I know that in the test integral $$a>1$$ is given but then my prof used it irrespective of it in other examples of the same type (that is in sums of unbounded type where the limits of integration were $$0$$ to $$3$$ and $$0$$ to $$4\pi$$ in the two examples he gave) . And I also do not understand the $$\infty$$ limit in the integration of test integral as in the given question I need to integrate only from $$0$$ to $$1$$

• This may not be how you want to approach this problem, but you can compute that directly. You end up with a few logs and an arctangent - it's a bit of work but not terribly difficult. Jan 15, 2021 at 16:47
• @DMcMor But at the lower limit of 0 the functions do not exist therefore they shouldn't be integrable according to the theory I have been taught. Jan 15, 2021 at 16:50
• You can still find the antiderivative of $\frac{1}{x^2 + \sqrt{x}}$, say $F(x) = \int \frac{1}{x^2 + \sqrt{x}}\,dx$ and compute $F(1) - \lim_{x\to 0^{+}}F(x)$ to check convergence. Jan 15, 2021 at 17:05

You use the wrong test integral. Instead, you should use $$\int_0^1\frac{1}{x^p}\,dx$$ for the cases $$0 and $$p>1$$.

Notes.

You want to analyze the integral $$\displaystyle\int_0^1\frac{1}{x^2+\sqrt{x}}dx$$, which is fundamental different from integrals of the form $$\displaystyle \int_1^\infty f(x)\, dx$$. These are two different types of improper integrals.

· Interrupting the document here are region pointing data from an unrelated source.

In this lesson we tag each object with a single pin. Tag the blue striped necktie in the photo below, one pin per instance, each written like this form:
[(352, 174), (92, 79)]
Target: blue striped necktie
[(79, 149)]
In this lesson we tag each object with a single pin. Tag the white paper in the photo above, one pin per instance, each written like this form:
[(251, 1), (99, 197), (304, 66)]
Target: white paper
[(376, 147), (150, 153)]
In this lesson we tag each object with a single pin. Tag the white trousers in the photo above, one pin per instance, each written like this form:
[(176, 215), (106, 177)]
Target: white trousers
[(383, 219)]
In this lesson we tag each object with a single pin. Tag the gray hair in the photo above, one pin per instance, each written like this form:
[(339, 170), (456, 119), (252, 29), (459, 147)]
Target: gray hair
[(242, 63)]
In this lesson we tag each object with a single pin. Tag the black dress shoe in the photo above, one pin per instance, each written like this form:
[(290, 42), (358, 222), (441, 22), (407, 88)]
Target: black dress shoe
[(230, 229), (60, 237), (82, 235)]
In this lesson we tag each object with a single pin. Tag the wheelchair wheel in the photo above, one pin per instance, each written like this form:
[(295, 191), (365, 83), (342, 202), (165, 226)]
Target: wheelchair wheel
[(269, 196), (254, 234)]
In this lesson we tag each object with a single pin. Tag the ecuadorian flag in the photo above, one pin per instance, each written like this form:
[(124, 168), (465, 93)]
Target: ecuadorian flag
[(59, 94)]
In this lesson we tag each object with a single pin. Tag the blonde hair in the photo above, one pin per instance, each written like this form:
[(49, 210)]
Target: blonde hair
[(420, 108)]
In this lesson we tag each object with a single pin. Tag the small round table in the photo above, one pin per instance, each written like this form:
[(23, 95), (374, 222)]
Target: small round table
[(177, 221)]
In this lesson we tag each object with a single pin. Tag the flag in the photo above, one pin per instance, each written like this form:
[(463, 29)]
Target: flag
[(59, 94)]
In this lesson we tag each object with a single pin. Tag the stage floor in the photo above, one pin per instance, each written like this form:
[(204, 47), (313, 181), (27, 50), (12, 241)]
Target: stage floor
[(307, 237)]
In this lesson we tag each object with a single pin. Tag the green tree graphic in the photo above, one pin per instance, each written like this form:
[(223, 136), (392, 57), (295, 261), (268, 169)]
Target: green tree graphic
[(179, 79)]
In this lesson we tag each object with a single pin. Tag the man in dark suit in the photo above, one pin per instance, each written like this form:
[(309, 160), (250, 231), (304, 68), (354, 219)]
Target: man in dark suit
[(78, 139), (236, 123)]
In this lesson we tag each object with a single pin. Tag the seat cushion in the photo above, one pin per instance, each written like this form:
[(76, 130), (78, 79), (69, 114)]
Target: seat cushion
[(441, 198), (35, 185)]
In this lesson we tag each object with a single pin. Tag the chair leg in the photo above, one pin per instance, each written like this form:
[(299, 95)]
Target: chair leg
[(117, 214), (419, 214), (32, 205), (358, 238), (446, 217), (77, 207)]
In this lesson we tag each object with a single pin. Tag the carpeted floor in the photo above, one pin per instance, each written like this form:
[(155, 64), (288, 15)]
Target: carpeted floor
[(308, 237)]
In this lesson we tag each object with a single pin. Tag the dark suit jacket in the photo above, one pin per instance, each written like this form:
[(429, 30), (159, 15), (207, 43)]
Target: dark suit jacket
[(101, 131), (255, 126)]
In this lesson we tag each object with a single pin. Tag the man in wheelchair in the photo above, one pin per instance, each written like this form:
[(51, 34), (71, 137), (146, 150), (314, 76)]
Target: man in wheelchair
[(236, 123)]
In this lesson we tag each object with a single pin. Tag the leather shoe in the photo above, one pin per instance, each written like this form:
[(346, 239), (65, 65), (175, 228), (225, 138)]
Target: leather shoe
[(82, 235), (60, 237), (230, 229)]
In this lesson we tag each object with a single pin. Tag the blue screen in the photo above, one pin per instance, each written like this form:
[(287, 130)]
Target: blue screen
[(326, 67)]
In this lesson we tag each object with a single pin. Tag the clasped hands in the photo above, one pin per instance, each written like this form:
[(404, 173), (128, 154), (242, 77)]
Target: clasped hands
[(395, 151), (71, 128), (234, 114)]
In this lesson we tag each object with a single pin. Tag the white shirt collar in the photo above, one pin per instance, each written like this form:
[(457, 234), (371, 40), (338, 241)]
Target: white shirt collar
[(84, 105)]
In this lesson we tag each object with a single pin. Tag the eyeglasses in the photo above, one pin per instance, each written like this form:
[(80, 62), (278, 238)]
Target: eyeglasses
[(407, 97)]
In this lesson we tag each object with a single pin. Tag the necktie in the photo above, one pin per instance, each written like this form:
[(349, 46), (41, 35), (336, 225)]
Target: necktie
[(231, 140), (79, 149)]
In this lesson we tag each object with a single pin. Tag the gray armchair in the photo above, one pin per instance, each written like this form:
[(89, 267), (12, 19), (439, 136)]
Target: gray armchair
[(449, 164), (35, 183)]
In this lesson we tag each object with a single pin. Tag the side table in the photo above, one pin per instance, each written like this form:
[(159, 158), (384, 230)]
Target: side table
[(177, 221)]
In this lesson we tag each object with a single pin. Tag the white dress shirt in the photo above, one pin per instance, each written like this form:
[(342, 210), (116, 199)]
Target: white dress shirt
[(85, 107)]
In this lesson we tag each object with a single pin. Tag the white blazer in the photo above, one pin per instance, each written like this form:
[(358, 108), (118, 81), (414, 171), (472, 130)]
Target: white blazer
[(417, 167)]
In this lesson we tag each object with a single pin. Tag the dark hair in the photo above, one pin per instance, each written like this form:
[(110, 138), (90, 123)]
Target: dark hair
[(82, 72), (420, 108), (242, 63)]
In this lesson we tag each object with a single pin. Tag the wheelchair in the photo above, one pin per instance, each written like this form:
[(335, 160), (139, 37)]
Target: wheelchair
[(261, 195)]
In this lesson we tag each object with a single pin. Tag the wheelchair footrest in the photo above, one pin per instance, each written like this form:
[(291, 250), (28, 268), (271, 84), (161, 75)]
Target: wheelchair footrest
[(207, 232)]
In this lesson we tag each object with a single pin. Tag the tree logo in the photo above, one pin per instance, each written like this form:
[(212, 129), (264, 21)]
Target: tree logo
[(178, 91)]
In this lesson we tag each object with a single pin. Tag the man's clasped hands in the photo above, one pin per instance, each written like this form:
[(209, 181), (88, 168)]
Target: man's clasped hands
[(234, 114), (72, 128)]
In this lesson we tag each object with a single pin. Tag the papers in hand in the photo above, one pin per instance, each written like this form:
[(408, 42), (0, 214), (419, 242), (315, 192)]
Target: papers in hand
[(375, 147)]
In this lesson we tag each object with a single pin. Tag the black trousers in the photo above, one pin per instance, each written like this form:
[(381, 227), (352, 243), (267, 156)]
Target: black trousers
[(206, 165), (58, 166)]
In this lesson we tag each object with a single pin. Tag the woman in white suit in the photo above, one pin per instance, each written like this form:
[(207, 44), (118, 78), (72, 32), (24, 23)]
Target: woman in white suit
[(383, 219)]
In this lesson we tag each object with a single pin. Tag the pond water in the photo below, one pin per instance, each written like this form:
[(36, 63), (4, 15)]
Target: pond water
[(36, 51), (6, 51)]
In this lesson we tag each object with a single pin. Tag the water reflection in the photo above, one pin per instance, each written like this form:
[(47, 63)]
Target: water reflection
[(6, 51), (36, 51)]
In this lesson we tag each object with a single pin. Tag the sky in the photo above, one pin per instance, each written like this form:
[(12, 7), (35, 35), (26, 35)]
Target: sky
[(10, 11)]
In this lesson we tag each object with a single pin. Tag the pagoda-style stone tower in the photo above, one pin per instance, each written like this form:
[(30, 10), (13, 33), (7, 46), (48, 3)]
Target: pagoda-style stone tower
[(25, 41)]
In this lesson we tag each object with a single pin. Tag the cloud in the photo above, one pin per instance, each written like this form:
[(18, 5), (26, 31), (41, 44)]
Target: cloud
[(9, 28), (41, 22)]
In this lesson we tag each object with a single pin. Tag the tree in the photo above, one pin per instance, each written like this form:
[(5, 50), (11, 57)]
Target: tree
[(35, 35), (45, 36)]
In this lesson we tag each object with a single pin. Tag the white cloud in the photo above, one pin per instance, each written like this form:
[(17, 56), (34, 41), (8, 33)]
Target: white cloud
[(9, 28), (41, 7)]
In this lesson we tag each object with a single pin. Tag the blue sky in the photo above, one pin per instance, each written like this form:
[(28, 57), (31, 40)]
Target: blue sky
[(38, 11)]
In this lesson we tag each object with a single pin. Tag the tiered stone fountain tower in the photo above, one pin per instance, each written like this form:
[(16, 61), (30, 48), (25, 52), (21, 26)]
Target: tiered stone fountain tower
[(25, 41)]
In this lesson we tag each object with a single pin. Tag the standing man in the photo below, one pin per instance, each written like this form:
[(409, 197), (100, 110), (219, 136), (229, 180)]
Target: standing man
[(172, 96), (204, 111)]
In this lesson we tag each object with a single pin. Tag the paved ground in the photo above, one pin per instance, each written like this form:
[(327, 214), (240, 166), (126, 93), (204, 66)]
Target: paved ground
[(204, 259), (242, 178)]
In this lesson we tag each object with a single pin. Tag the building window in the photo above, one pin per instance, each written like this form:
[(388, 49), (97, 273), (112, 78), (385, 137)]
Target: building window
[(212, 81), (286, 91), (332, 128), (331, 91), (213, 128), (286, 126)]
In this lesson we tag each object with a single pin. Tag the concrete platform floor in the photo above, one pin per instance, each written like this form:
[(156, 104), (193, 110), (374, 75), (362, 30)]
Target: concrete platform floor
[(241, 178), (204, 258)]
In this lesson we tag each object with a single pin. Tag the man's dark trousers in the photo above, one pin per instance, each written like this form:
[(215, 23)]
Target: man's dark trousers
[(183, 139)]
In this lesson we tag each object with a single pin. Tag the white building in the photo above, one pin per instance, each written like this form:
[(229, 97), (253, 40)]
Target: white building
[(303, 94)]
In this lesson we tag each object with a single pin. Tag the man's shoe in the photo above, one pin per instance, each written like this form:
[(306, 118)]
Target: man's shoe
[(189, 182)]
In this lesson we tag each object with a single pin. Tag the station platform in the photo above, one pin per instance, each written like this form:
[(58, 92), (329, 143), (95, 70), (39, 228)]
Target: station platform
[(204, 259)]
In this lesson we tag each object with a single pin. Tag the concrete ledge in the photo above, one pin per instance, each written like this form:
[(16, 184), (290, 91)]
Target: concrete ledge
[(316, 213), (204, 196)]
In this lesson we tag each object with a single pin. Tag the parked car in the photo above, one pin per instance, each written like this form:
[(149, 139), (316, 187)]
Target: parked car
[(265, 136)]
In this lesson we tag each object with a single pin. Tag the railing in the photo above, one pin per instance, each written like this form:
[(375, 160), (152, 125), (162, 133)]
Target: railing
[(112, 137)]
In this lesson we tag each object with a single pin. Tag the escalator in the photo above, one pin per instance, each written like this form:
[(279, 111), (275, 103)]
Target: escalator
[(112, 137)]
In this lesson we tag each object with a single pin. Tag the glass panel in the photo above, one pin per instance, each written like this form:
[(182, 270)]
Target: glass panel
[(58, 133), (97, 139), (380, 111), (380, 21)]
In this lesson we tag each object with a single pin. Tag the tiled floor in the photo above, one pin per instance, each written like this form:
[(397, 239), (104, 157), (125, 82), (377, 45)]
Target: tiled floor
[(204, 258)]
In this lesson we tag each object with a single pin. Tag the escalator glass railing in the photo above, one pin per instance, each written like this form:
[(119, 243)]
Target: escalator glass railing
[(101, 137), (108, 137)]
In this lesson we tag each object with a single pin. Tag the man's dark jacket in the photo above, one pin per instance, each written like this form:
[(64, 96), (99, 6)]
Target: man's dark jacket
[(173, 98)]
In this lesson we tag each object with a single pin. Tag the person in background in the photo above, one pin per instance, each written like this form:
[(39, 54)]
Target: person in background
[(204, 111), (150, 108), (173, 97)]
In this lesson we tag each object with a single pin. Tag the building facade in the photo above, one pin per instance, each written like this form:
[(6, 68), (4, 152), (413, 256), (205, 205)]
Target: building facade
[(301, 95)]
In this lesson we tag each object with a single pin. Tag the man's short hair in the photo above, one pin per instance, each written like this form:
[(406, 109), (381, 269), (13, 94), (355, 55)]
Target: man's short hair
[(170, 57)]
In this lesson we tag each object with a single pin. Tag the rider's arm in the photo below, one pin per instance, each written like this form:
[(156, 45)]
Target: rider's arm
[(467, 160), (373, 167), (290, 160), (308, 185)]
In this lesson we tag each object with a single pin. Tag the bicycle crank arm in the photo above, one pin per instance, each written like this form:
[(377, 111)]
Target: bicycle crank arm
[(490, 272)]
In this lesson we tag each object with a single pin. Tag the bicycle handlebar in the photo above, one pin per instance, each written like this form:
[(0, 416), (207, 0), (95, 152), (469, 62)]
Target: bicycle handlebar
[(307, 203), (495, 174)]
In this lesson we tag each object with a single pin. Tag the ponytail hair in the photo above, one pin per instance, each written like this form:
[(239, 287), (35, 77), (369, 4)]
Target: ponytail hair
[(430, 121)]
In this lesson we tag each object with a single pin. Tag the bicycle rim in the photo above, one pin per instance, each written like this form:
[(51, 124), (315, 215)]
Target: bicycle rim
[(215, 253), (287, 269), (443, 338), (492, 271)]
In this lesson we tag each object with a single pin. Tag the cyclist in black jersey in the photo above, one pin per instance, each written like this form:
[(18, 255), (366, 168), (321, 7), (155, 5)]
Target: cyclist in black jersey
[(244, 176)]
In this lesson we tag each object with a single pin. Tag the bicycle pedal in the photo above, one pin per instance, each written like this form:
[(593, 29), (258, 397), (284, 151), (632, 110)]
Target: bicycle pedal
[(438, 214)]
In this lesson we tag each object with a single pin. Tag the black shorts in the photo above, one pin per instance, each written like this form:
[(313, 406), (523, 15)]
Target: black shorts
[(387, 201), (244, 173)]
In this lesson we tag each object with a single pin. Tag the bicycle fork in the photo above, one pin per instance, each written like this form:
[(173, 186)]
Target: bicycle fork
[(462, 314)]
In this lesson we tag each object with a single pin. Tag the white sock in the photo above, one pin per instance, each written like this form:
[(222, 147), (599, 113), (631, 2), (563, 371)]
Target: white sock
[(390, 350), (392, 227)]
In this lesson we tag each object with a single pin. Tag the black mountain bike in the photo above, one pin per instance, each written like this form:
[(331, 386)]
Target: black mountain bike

In general, if $$0\le f(x)\le g(x)$$ and $$\int_0^1g(x)dx$$ is convergent, then $$\int_0^1f(x)dx$$ is also convergent.

In your example, $$\displaystyle g(x)=\frac{1}{x^{1/2}}$$.

• I haven't been taught this. Could also add the cases as to when it is convergent and when it is diverging ? Im guessing at p=1 it diverges as log zero becomes infinite. But you havent included 1 in the range of p Jan 15, 2021 at 16:51
• @ShauryaGoyal: Yes, you have parallel cases. The case when $p=1$ is also divergent.
– user9464
Jan 15, 2021 at 16:57

The integral of $$g(x)$$ is $$\displaystyle \int_0^1 \frac{1}{\sqrt{x}}\,dx = 2\sqrt{x}\Big\rvert_0^1 = 2$$, doesn't diverge.

Hint

$$\frac{1}{x^2+\sqrt x}\leq \frac{1}{\sqrt x}.$$

• I did try this only to realize that at the lower limit of 0 both of these functions do not exist. Thus they're not proper and not integrable. Jan 15, 2021 at 16:49
• @ShauryaGoyal: I don't understand your comment. My hint allows you to prove that your integral converges.
– Surb
Jan 15, 2021 at 20:25

We have that as $$x\to 0$$

$$\frac{1}{x^2+\sqrt{x}} \sim \frac{1}{\sqrt{x}}$$

and since $$\int_0^1 \frac{dx}{\sqrt{x}}$$ converges also the given integral converges by limit comparison test.